Смотрите, более того, наблюдайте, социалисты, какие счастливые плоды уже принесло совершенствование нашего общественного порядка! Нынешнее поколение, несомненно, лучше своих предшественников: ошибаемся ли мы, заключая, что совершенное общество произведет совершенных граждан? Скажите лучше, отвечают консервативные верующие в догмат о грехопадении, что, поскольку религия очистила сердца, неудивительно, что институты почувствовали последствия. Теперь пусть религия завершит свою работу, и не бойтесь за общество.

Так говорят и возражают в бесконечном блуждании от вопроса теоретики двух школ. Ни те, ни другие не понимают, что человечество, пользуясь библейским выражением, едино и постоянно в своих поколениях, — то есть что все в нем, в каждый период его развития, в индивиде, как и в массе, происходит из одного и того же принципа, который есть не БЫТИЕ, а СТАНОВЛЕНИЕ. Они не видят, с одной стороны, что прогресс в морали есть постоянное завоевание разума над анимальностью, точно так же, как прогресс в богатстве есть плод войны, которую труд ведет против скупости природы; следовательно, что идея врожденной доброты, утраченной через общество, столь же абсурдна, как идея врожденного богатства, утраченного через труд, и что компромисс со страстями следует рассматривать в том же свете, что и компромисс с отдыхом. С другой стороны, они отказываются понимать, что если в человечестве есть прогресс, будь то через религию или по какой-то другой причине, то гипотеза о конституционной испорченности есть бессмыслица, противоречие.

Но я предвосхищаю выводы, к которым должен прийти: установим для настоящего времени просто, что моральное совершенство человечества, подобно материальному благополучию, реализуется серией колебаний между пороком и добродетелью, ЗАСЛУГОЙ и ОТСУТСТВИЕМ ЗАСЛУГ.

Да, человечество растет в справедливости, но этот рост нашей свободы, целиком обязанный росту нашего интеллекта, конечно, не дает доказательств доброты нашей природы; и, далеко не разрешая нам прославлять наши страсти, он действительно разрушает их власть.

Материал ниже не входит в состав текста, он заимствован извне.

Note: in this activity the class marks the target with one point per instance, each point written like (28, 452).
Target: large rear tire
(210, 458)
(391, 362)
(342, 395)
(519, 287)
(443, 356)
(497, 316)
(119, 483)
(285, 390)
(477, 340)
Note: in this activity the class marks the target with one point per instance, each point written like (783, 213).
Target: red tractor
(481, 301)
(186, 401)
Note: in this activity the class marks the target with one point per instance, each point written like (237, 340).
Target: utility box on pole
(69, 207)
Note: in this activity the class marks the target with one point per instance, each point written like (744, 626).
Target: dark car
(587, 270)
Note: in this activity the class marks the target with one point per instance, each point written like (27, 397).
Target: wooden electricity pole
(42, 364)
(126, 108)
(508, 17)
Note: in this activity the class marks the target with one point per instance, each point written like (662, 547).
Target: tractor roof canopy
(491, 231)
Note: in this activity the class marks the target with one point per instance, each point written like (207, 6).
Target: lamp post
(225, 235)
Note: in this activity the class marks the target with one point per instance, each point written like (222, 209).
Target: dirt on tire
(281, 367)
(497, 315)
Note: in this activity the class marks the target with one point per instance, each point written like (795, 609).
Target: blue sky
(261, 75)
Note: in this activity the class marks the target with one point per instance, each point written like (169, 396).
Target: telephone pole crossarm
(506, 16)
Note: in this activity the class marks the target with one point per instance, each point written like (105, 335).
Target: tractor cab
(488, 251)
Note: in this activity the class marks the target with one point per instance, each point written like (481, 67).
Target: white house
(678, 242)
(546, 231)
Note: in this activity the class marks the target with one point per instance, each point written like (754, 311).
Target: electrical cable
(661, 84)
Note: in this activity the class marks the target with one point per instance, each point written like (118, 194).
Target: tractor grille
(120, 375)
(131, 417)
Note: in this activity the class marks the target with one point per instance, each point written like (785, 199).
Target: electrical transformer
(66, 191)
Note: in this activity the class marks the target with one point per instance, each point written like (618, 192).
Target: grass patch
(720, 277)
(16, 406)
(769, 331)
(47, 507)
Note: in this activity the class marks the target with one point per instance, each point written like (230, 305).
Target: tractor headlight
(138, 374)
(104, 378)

Мода и стиль нашей злобы меняются со временем: бароны средних веков грабили путешественника на большой дороге, а затем предлагали ему гостеприимство в своих замках; меркантильный феодализм, менее грубый, эксплуатирует пролетария и строит для него больницы: кто осмелился бы сказать, кто из них заслужил пальму добродетели?

Из всех экономических противоречий стоимость есть то, которое, доминируя над другими и суммируя их, держит в некотором смысле скипетр общества, я чуть было не сказал — морального мира. Пока стоимость, колеблясь между двумя своими полюсами — потребительной стоимостью и меновой стоимостью, — не приходит к своему конституированию, «мое» и «твое» остаются фиксированными произвольно; условия состояния являются эффектом случая; собственность покоится на шатком титуле; все в социальной экономии является временным. Что должны были извлечь социальные, разумные и свободные существа из этой неопределенности стоимости? Заключить дружеские соглашения, которые защитили бы труд и гарантировали обмен и дешевизну. Какая счастливая возможность для всех восполнить честностью, бескорыстием и нежностью сердца невежество объективных законов справедливого и несправедливого! Вместо того торговля повсюду стала, спонтанным усилием и единодушным согласием, неопределенной операцией, рискованным предприятием, лотереей и часто обманчивой и мошеннической спекуляцией.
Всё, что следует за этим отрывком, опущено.